Ce qui fait la grandeur de sœur Catherine c’est sa grande proximité avec le divin dont tout son être en était resplendissant. Son unité de vie tient en ce que son action et sa contemplation ne connaissent aucune scission et ce, dans l’ordinaire de sa vie. Elle est en état de réceptivité de Dieu en tant qu’humble servante amoureuse de la volonté de son Dieu. Cette disposition intérieure la garde, par le fait même, en état de service à la manière de Jésus et de Marie.
- Elle appelle à relire les événements à la lumière du mystère pascal et à en faire une offrande mêlée à celle du Fils
Sœur Catherine s’est toujours faite proche de la vie ecclésiale et de l’humanité blessée. Il n’est pas faux de dire que son cœur sacerdotal s’est fait hôpital pour accueillir toutes les misères du temps. En les offrant, elle s’est chargée d’en donner un sens en plongeant plus à fond dans le vécu du mystère pascal.
Les nombreux témoignages recueillis au Centre de Catherine de Saint-Augustin[13] permettent de croire que sœur Catherine poursuit sa mission d’embellissement dans les cœurs encore aujourd’hui et qu’elle aide à entrer dans le projet de Dieu. Tous et toutes peuvent recourir à sœur Catherine, car son cœur hospitalier a remède pour bien des maux.
Carmelle Bisson, A.M.J.
Publié dans la Revue En Son Nom : nov.déc.2014
[1] Quebecen. Beatificationis et Canonizationis servae Dei. Mariae Catharinae a Sancto Augustino (in saec. Catharinae Symon de Longprey) Monialis professae sororum Hospitalarium a misericordia O. S. Augustini. († 1668). Positio super introductione causae et virtutibus ex officio concinnata. Romae : Sacra Congregatio pro causis sanctorum officium historicum (67). 1978, p. 86; HUDON, Léonidas. Vie de Marie-Catherine de Saint-Augustin 1632-1668. Une fleur mystique de la Nouvelle-France. Montréal : Bureau du Messager canadien. 1907, p. 249.
[2] Positio, ibid., p. 136 ; Hudon, ibid., p. 248
[3] Tout particulièrement le père François Malherbe, jésuite et le père Jean-Eudes qui, dès 1632, vint au pays pour la prédication. C’est de ce même Jean-Eudes qu’elle aurait subi l’influence en écrivant sa première consécration mariale en 1642; consécration que lui-même avait faite le 25 mars 1624. (Positio LXXVII)
[4] Ragueneau, Paul. La vie de la Mère Catherine de Saint Augustin Religieuse hospitaliere de la misericorde de Québec en la Nouvelle-France, composée par le reverend père Paul Ragueneau de la Compagnie de IESUS. Paris : Florentin Lambert. Avec approbations & Privilege du Roi. M. DC. LXXI. p. 68.
[5] Ibid. p. 55.
[6] Ibid., p. 24.
[7] Cette statue en buis de 9 pouces, réputée miraculeuse, est conservée et vénérée au monastère des Augustines de l’Hôpital Général de Québec sous le vocable de Notre-Dame de protection.
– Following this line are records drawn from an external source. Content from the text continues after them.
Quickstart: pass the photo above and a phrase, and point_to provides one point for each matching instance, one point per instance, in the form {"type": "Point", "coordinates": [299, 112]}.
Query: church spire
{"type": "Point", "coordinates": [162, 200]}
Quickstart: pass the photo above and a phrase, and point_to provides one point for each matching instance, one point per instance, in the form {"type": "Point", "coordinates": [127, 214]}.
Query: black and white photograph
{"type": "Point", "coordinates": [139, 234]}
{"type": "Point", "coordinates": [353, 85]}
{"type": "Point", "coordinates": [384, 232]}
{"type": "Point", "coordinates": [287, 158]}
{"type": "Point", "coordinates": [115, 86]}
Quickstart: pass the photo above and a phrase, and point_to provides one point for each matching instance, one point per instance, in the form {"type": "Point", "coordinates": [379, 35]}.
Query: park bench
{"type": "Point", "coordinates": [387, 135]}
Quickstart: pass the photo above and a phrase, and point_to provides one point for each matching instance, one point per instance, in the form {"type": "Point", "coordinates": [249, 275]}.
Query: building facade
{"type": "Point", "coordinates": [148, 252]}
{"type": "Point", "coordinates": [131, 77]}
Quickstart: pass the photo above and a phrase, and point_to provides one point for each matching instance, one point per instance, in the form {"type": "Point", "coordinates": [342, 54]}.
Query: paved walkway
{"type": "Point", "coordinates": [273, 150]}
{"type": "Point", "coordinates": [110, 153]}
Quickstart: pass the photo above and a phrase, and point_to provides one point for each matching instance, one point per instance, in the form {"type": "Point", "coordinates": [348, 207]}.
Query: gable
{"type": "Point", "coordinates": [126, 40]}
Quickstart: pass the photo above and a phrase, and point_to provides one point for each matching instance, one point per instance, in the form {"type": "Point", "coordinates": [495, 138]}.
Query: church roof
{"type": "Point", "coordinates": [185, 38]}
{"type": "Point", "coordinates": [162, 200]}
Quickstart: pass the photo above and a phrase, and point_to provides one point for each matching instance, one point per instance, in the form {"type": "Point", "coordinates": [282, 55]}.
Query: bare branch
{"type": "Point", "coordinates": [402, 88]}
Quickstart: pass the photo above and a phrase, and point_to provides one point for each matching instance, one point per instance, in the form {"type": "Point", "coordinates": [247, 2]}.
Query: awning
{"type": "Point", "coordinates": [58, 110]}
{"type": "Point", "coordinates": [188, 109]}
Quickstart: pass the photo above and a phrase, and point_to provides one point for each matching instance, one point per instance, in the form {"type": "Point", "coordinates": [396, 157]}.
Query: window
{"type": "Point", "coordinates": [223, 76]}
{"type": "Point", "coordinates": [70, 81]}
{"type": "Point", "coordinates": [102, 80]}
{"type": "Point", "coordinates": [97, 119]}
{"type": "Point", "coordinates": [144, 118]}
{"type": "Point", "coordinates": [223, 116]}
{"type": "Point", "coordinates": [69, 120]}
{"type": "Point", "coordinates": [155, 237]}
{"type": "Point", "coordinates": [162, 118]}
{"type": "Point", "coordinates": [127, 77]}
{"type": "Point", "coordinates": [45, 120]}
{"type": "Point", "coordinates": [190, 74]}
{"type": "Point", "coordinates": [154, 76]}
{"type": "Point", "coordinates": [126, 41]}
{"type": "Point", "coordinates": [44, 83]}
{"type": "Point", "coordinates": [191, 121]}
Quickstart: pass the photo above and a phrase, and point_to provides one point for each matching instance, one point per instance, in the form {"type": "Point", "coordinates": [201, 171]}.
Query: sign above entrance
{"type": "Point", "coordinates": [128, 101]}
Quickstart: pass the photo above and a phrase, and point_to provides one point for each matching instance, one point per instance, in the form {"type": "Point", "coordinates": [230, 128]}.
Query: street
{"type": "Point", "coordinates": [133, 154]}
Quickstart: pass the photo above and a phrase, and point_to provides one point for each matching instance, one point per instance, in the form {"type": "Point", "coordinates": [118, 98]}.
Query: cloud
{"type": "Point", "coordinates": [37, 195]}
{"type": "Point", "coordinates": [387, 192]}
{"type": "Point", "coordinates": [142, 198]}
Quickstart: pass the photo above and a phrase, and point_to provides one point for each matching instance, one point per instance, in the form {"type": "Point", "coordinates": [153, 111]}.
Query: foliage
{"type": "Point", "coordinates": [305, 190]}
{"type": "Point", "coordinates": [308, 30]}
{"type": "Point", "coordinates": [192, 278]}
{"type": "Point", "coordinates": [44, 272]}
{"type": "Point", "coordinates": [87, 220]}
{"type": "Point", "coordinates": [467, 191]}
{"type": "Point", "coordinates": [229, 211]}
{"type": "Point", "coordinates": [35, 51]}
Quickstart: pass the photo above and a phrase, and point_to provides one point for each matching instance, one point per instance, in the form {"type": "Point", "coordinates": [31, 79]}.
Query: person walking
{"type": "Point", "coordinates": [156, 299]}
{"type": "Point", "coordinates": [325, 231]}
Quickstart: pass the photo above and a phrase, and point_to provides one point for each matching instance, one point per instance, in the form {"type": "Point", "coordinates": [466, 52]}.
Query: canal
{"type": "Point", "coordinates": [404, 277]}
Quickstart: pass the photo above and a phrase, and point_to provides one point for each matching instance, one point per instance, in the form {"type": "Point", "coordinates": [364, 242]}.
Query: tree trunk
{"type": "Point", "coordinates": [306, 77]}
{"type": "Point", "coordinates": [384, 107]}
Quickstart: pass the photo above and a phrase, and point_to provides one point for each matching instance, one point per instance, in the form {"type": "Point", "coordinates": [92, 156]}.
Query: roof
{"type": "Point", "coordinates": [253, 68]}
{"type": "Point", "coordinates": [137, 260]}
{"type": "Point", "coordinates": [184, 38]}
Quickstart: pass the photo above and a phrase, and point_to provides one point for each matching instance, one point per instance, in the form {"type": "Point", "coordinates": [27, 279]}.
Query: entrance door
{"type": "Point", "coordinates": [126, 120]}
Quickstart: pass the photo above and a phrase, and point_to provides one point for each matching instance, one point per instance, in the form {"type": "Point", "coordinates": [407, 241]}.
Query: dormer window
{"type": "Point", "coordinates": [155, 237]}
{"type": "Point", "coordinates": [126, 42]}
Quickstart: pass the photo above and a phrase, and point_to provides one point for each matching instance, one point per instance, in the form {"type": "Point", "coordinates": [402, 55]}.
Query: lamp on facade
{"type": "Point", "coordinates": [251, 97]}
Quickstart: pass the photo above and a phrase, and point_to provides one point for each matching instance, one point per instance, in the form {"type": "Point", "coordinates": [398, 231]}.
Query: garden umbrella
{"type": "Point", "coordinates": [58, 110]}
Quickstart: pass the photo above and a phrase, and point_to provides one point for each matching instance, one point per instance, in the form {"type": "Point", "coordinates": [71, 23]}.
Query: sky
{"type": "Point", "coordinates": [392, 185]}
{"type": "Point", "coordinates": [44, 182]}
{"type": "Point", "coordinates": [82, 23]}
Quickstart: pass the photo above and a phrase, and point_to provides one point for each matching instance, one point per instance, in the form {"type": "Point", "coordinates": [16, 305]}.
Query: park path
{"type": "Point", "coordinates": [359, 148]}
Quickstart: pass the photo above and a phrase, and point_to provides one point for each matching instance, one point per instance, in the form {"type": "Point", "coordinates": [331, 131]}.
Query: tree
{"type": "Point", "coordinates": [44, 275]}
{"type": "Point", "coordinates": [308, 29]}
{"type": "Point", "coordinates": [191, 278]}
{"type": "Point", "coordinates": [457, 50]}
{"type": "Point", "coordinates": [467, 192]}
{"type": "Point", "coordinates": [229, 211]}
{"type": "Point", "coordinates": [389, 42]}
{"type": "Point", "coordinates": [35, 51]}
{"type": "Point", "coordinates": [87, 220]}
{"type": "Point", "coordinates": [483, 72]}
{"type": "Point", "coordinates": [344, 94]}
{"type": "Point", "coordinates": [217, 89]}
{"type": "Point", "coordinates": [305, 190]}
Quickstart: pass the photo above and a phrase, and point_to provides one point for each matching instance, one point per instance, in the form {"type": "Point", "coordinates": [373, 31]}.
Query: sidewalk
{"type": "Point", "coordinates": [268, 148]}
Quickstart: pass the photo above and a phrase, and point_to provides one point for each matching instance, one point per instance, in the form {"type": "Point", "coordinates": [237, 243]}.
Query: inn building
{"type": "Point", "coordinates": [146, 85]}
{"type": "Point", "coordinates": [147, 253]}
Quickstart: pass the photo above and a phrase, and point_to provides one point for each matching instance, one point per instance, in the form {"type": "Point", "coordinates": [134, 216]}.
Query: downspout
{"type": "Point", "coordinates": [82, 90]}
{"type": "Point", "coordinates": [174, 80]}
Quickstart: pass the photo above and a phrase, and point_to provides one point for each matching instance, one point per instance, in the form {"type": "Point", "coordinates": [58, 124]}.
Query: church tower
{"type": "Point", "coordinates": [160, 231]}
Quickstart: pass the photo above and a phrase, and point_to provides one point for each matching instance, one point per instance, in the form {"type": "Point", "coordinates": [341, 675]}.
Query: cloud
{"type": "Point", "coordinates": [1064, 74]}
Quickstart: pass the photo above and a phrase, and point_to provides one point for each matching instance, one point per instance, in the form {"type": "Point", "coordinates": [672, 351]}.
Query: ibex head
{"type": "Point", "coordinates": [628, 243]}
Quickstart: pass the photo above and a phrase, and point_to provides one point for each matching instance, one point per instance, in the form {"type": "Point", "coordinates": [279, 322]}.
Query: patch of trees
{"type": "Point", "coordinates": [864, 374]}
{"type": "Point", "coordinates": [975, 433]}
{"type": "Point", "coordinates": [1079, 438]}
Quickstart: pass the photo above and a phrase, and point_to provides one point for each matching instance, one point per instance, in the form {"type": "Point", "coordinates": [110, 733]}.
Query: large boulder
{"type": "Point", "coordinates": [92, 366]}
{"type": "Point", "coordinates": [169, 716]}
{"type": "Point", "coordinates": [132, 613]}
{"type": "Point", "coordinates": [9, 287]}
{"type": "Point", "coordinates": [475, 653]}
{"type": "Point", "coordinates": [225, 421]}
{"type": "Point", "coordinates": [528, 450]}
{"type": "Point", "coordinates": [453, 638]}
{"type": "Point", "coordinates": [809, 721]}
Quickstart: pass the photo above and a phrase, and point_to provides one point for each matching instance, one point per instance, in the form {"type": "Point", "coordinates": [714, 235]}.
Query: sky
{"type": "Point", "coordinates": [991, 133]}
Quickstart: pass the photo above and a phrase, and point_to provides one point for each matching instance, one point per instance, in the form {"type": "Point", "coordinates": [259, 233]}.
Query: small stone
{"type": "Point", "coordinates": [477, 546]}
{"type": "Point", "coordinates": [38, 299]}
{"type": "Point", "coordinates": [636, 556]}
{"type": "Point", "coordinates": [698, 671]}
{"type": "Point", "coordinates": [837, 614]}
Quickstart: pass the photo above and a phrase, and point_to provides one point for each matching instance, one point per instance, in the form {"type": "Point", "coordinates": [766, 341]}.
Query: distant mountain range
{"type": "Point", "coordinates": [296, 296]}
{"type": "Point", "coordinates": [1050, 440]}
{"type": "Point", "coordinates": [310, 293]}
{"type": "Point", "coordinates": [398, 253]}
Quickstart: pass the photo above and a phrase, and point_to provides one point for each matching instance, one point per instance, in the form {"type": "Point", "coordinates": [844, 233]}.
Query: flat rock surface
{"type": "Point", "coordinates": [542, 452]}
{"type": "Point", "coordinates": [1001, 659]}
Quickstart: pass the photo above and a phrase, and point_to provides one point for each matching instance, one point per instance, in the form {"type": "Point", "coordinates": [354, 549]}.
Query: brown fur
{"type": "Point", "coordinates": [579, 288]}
Elle a été donnée lors de la fondation de ce monastère en 1693, par les sœurs Augustines du monastère de l’Hôtel-Dieu de Québec.
[8] Ragueneau, op.cit.
[9] Hudon, Léonidas. Vie de Marie-Catherine de Saint-Augustin 1632-1668. Une fleur mystique de la Nouvelle-France. Montréal : Bureau du Messager canadien. 1907, p. XIX.
[10] Cf. Boucher, Ghyslaine. Dieu et Satan dans la vie de Catherine de Saint-Augustin 1632-1668. Hier-Aujourd’hui 21. Montréal : Bellarmin / Tournai : Desclée & Cie. 1979, p. 17
[11] Pour la plupart des Jésuites, Mgr de Laval fait également partie de ceux qui l’ont accompagnée et de qui elle a reçu des confidences et des demandes de prière.
[12] Le Père Jean de Brébeuf que sœur Catherine n’a pas connu sur la terre est devenu du haut du ciel, son protecteur et directeur (Ragueneau, op. cit., p. 113). Il l’a favorisée de grâces particulières : réception de la communion (Ibid. p. 92-93), explication de toute la cérémonie de la Dédicace et de la consécration de l’église de Québec (Basilique), le 18 juillet 1666, alors qu’elle n’était pas présente à la célébration. (Ibid. p. 94)
[13] Le Centre de Catherine de Saint-Augustin est situé au : 32 rue Charlevoix Québec (Québec), G1R 5C4.